I describe myself as a humanist. Eighty years ago, I might have been a feminist - but feminism as a cause is dead.
"No," protest modern feminists, "we still carry the flag."
What flag? What is the cause of modern feminism? Feminism collapsed in the seventies and eighties, as it turned on itself, and became an argument, fundamentally, of whether or not women should be allowed to decide for themselves what their gender meant to them; on the one side, you had a group which was called anti-pornography feminism, on the other, sex-positive feminism, but in truth what was at stake in this fight was whether feminism as a cause had any right to tell women what they should be allowed to do and to be.
Sex-positive feminism wasn't just defending sex, nor was it about pornography; it also defended the rights of women to be stay-at-home moms, to continue in traditional gender roles, to be who they chose to be.
Anti-pornography feminism was trying to redefine the concept of "feminine," and wasn't above revoking the womanhood of any woman who deviated from that definition.

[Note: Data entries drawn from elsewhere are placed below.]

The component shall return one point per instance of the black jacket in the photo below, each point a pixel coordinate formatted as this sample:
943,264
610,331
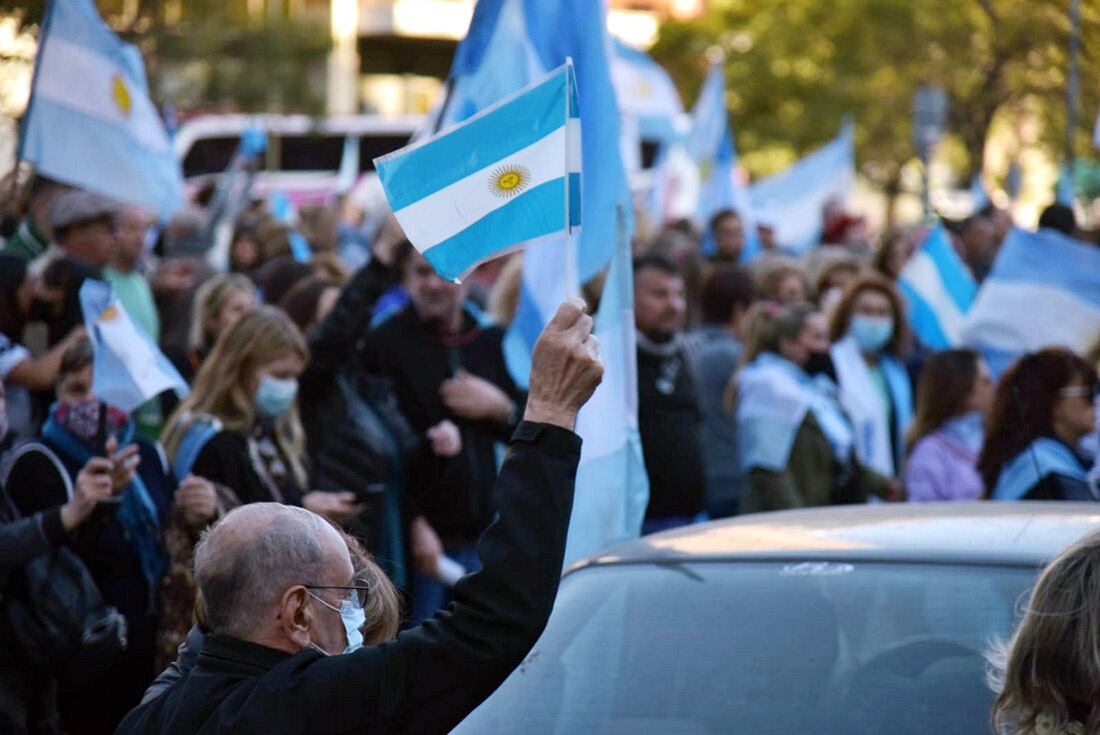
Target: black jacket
430,677
454,494
670,423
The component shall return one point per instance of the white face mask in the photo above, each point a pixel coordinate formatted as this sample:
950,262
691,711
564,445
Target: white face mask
353,617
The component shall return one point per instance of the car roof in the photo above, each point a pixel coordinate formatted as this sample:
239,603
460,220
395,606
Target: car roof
1012,534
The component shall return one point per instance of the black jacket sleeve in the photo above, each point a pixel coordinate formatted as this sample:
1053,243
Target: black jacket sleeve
433,676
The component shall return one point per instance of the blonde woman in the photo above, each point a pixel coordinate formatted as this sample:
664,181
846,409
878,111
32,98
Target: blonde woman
1048,673
218,304
240,424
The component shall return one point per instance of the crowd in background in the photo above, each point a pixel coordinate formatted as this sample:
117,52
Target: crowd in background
356,383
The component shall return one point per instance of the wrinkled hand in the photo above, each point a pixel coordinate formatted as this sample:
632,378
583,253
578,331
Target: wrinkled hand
338,507
895,492
92,485
427,548
446,439
565,368
123,463
198,501
475,398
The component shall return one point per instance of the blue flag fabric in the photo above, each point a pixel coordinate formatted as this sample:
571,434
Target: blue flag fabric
938,291
612,485
129,368
90,121
1043,291
646,92
794,198
509,44
505,176
711,144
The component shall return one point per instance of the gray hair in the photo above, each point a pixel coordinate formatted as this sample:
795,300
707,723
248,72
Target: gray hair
244,563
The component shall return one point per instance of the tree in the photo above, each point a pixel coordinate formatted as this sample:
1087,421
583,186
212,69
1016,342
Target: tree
795,68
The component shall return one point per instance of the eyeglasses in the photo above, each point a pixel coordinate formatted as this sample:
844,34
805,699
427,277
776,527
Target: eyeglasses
1087,392
361,592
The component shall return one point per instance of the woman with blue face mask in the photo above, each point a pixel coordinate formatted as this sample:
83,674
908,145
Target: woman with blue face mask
954,397
868,330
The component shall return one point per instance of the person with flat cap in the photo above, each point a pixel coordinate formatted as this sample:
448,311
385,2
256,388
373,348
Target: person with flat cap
84,227
282,613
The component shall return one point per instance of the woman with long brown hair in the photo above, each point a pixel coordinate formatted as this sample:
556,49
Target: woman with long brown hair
955,394
1048,675
1044,405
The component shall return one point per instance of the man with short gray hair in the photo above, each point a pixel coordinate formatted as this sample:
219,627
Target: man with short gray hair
282,606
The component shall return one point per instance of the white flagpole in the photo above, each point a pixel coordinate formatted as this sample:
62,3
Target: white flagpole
572,281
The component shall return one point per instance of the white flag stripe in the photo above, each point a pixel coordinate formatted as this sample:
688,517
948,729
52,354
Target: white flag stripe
1016,317
450,210
92,91
923,276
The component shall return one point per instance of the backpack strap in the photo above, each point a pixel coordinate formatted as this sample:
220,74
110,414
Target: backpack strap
201,430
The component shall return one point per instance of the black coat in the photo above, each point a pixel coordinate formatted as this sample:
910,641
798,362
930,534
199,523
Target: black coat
454,494
430,677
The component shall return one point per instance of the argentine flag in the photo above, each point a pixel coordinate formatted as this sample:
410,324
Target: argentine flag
90,121
711,144
612,485
508,174
794,198
1044,291
938,289
129,368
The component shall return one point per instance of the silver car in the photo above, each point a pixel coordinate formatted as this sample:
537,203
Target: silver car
847,621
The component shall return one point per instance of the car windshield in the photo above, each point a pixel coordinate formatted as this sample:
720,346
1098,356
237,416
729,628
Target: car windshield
762,647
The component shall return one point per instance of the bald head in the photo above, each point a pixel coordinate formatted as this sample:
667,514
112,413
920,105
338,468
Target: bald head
245,563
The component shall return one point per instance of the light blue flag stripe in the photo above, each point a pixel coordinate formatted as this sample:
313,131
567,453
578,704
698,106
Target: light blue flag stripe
102,158
957,281
514,123
528,216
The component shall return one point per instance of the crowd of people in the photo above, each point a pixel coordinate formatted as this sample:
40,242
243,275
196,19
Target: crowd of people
360,385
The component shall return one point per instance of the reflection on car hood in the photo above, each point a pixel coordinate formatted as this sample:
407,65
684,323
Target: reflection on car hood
949,533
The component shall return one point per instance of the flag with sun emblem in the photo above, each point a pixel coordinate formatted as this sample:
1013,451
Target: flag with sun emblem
485,186
90,121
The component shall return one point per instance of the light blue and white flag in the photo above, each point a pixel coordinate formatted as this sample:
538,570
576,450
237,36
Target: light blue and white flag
646,92
612,485
509,174
711,145
512,43
1043,291
794,198
90,121
938,289
129,368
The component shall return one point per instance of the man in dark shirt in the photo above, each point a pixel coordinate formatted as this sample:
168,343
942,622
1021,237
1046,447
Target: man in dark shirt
276,580
669,417
444,362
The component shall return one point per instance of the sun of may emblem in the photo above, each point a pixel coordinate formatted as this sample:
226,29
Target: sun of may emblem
121,94
508,180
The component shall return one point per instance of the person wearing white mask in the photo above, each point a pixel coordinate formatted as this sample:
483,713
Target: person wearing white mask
869,335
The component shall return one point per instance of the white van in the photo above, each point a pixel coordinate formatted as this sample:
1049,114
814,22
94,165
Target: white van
304,154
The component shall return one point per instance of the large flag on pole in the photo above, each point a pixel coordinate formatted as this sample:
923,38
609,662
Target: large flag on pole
1044,291
90,121
794,198
711,144
509,174
938,291
129,369
612,484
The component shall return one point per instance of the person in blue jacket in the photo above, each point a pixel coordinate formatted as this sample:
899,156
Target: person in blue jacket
1044,405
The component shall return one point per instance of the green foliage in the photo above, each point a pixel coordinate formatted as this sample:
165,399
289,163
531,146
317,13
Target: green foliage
795,68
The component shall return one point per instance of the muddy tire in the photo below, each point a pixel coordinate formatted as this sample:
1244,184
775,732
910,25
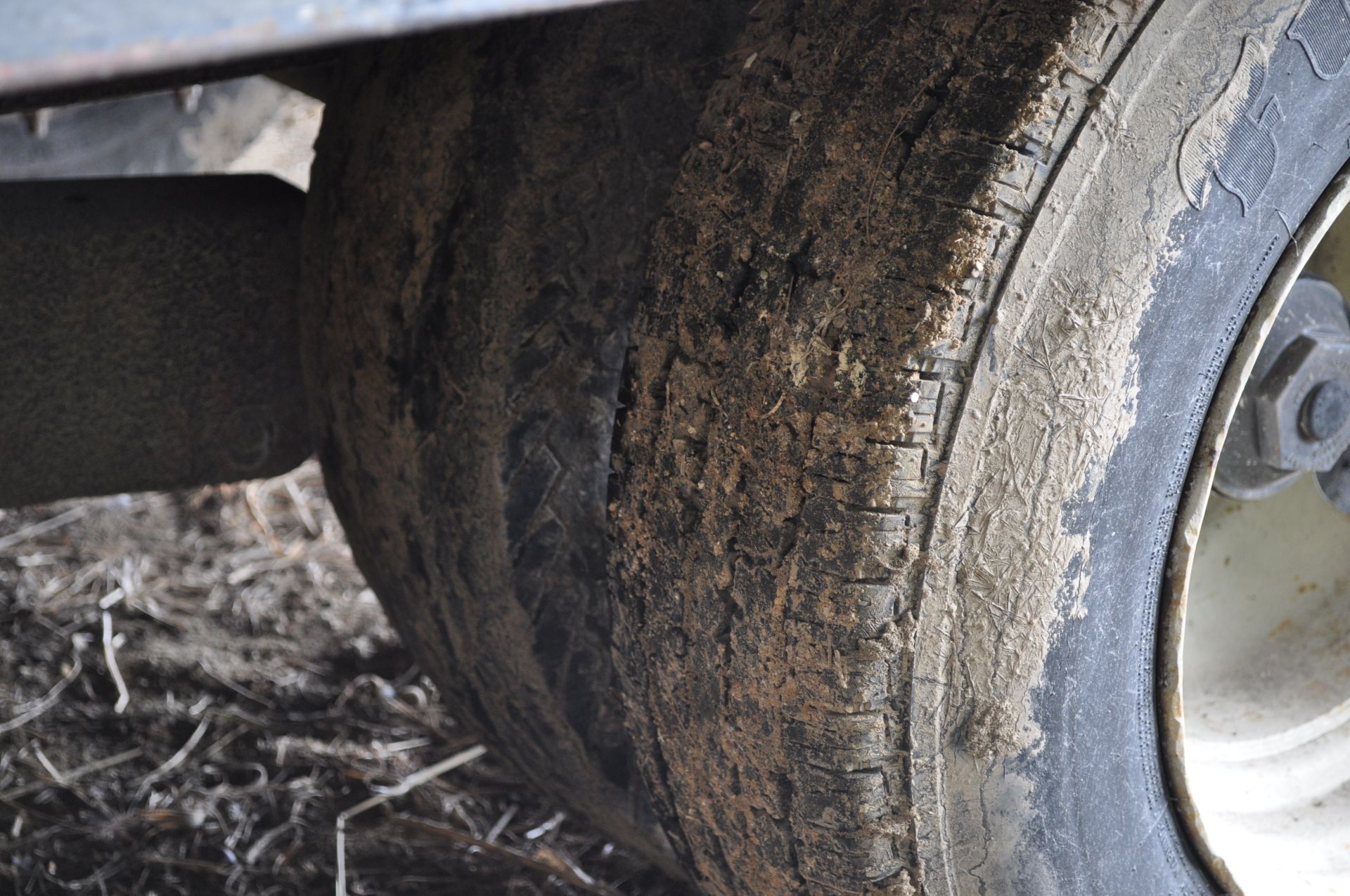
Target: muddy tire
932,323
480,216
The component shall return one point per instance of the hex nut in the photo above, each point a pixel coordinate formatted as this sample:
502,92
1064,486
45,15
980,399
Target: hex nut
1306,366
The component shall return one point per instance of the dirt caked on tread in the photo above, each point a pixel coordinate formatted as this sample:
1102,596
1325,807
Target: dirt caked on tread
478,224
818,287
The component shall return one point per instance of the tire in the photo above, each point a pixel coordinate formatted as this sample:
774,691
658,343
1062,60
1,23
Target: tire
478,221
932,323
141,135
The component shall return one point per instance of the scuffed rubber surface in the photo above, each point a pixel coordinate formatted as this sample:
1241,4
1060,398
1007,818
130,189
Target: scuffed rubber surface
480,219
818,290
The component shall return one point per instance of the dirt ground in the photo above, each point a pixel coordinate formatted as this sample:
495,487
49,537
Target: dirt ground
195,686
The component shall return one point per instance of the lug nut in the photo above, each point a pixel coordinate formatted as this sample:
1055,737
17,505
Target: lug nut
1325,410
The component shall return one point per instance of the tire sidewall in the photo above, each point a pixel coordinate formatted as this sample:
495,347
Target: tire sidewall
1081,805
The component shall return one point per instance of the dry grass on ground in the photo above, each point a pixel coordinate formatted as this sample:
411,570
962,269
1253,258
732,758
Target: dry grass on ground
192,689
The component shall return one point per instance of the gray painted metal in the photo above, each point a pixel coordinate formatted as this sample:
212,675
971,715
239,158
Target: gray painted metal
150,335
54,44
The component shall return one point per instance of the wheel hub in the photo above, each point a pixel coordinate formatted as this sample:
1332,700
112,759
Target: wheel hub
1256,635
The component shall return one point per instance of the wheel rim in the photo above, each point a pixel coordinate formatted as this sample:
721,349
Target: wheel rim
1256,639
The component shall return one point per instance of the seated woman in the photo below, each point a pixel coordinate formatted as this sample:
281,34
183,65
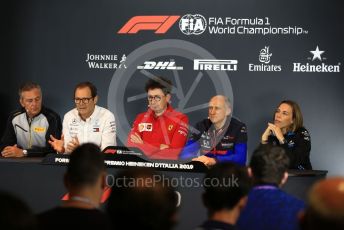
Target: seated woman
288,132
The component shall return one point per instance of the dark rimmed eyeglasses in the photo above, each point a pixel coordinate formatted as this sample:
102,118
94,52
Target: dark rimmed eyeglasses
84,100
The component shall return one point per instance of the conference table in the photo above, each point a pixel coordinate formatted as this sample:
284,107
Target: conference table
39,181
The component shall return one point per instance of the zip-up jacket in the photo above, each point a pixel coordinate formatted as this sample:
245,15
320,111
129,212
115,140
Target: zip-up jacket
226,144
32,134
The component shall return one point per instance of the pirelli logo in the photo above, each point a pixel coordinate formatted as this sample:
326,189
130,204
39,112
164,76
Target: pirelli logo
160,24
215,64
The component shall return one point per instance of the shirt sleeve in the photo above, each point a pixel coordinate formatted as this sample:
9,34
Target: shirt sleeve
9,137
177,143
65,130
109,132
301,150
192,146
239,154
55,128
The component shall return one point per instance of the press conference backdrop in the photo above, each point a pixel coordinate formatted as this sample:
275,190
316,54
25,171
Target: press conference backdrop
255,52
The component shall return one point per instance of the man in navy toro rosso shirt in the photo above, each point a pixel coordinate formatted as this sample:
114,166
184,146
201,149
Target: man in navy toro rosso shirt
220,138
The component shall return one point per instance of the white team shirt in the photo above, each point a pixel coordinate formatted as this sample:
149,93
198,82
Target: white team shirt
99,128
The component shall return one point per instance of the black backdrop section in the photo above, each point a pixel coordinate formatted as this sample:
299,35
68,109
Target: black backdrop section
49,42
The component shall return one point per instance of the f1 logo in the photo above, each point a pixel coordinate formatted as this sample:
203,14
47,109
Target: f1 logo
160,24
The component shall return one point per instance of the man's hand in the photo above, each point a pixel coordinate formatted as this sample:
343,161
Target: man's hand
58,145
73,144
208,161
136,138
12,151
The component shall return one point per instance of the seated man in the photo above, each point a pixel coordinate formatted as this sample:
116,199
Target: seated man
219,138
224,196
268,207
325,208
85,180
86,123
161,132
29,128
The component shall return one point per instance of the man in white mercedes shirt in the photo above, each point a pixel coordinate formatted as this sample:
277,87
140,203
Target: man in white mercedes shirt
86,123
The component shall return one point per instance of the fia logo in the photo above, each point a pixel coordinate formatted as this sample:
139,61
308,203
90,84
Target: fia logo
264,55
192,24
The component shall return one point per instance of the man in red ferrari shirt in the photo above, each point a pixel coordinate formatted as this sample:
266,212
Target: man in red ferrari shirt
161,132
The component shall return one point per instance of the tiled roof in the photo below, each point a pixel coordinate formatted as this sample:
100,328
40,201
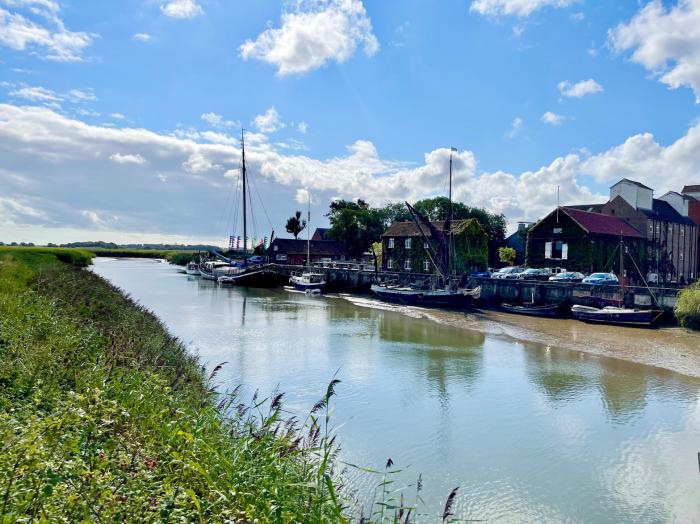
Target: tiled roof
318,247
409,229
601,224
632,182
691,189
665,212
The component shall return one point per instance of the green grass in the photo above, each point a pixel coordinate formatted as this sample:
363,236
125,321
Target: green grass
687,308
104,416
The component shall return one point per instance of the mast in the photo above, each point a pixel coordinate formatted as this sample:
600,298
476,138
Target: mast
308,228
245,223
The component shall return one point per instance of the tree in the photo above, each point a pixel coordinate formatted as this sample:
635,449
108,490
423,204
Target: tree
506,255
295,224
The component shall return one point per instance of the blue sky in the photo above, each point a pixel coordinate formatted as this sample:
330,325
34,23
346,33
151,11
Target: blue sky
122,122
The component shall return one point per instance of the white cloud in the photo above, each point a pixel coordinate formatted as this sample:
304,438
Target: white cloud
515,127
665,42
313,34
269,121
521,8
552,118
181,8
127,159
45,155
579,89
35,26
215,120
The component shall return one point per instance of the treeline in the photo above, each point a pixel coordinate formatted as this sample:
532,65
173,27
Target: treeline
357,225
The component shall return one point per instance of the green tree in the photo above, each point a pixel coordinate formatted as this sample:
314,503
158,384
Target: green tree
506,255
295,224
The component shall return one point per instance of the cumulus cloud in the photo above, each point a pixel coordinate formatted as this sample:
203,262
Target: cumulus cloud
664,41
515,127
181,8
520,8
127,159
46,155
552,119
215,120
579,89
36,26
313,34
269,121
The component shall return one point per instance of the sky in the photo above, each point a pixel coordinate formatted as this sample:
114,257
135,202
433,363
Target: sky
121,121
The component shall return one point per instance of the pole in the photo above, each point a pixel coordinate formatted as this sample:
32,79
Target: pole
245,223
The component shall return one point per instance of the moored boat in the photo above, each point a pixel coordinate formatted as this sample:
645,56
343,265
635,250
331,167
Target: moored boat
532,309
616,315
308,281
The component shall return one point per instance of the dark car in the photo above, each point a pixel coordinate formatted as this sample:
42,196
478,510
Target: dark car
568,276
534,274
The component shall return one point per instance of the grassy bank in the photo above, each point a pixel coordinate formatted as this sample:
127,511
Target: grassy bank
687,308
104,416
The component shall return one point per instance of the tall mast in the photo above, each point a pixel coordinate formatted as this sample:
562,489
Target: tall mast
245,219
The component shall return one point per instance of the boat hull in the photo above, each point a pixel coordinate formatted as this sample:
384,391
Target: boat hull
415,297
534,311
623,317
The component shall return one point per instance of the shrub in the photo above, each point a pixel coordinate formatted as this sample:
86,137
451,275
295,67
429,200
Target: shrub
687,308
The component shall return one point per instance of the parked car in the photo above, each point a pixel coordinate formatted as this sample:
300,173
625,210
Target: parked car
508,272
533,274
568,276
600,279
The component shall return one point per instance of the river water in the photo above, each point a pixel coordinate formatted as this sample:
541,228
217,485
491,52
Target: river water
529,432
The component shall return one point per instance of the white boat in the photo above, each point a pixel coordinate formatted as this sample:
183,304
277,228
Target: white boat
308,281
192,268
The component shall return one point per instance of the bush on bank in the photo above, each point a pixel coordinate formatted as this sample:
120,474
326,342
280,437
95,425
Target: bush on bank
105,417
687,308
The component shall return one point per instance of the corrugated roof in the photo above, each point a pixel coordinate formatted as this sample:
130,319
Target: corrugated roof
665,212
317,247
409,229
601,224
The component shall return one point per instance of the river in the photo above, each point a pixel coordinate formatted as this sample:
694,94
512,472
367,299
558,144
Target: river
529,431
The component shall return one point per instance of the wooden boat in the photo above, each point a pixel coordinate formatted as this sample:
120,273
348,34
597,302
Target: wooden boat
532,309
308,281
442,290
616,315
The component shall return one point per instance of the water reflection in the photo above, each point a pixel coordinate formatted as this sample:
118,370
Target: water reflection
531,433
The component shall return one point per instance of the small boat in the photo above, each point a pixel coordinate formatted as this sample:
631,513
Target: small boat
192,268
616,315
308,281
532,309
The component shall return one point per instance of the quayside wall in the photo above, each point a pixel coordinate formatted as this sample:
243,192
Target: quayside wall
358,277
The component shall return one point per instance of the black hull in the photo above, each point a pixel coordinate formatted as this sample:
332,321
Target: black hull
533,311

Feminism isn't even a battleground anymore, it's the ashes where a battle was once fought. The lines are still drawn, on opposing ends of the field; you see feminists declaring that Sarah Palin isn't really a woman, calling her names which feminism as a cause would once have sought to eradicate, because she isn't fitting the definition - pushing for abortions, rather than a choice in the matter of abortions. You see feminists defending her, defending sex, happily speaking publicly about how they like to be submissive during sex. And fundamentally this has become what feminism is about; trying to define the word "feminist." Most people don't fit neatly on one side or the other; fundamentally, almost every feminist has some idea of what they think feminism -isn't-, and these unwitting targets are the topic of most attacks.
That's not the cause, that's the absence of one.
I am a humanist - the word has a myriad of meanings, all more or less coming down to "Relating to human interests," mostly focusing on what those interests are. In this sense, I mean it as furthering humanity as a whole, without regard to gender - what is sometimes referred to as post-feminism. To my mind, the post-feminist title is a (doomed) attempt to erase the (frequently misandrist) excesses of anti-pornography feminism in particular.
It can't be done. Feminism, as a cause, is no longer regarded as a positive force, but just another special-interests group, populated primarily with extremists.
"But I'm not extremist!" Yeah, and I'm not a blind slave to Ayn Rand's every word, but I still put up with the fact that I share the name "Objectivist" with quite a few such blithering fools. If I want to make it clear I think for myself - I have to make it clear that I think for myself.
The thing about ideological labels, like religion, is that we take them on as a matter of choice. I call myself an Objectivist KNOWING what other people say and do under the auspices of the title. I am free to take on another name for myself. So their actions reflect on me, because I have put myself in a position where they do.
I know Muslims who will say this of the extremists: "They're not Muslim, they don't follow the faith." Sorry, but it doesn't work like that; you're free to change the name you use, you're not free to force them to change the name they use. Yeah, kinda sucks. Once upon a time I could have called myself a liberal, but some asshats stole the name, and now it's associated with any number of nasty things, like universal health care.
So if you want to call yourself a feminist, yes, you have to put up with the backlash of ideas you never proposed and may hate, because they borrowed some of their authority from the name you're using - and by using it, you're granting credence to those ideas. The only way you can disassociate yourself from them is by either rebuking the ideas, or by choosing another name.
So, I follow the ideals of post-feminism. But I am not a post-feminist.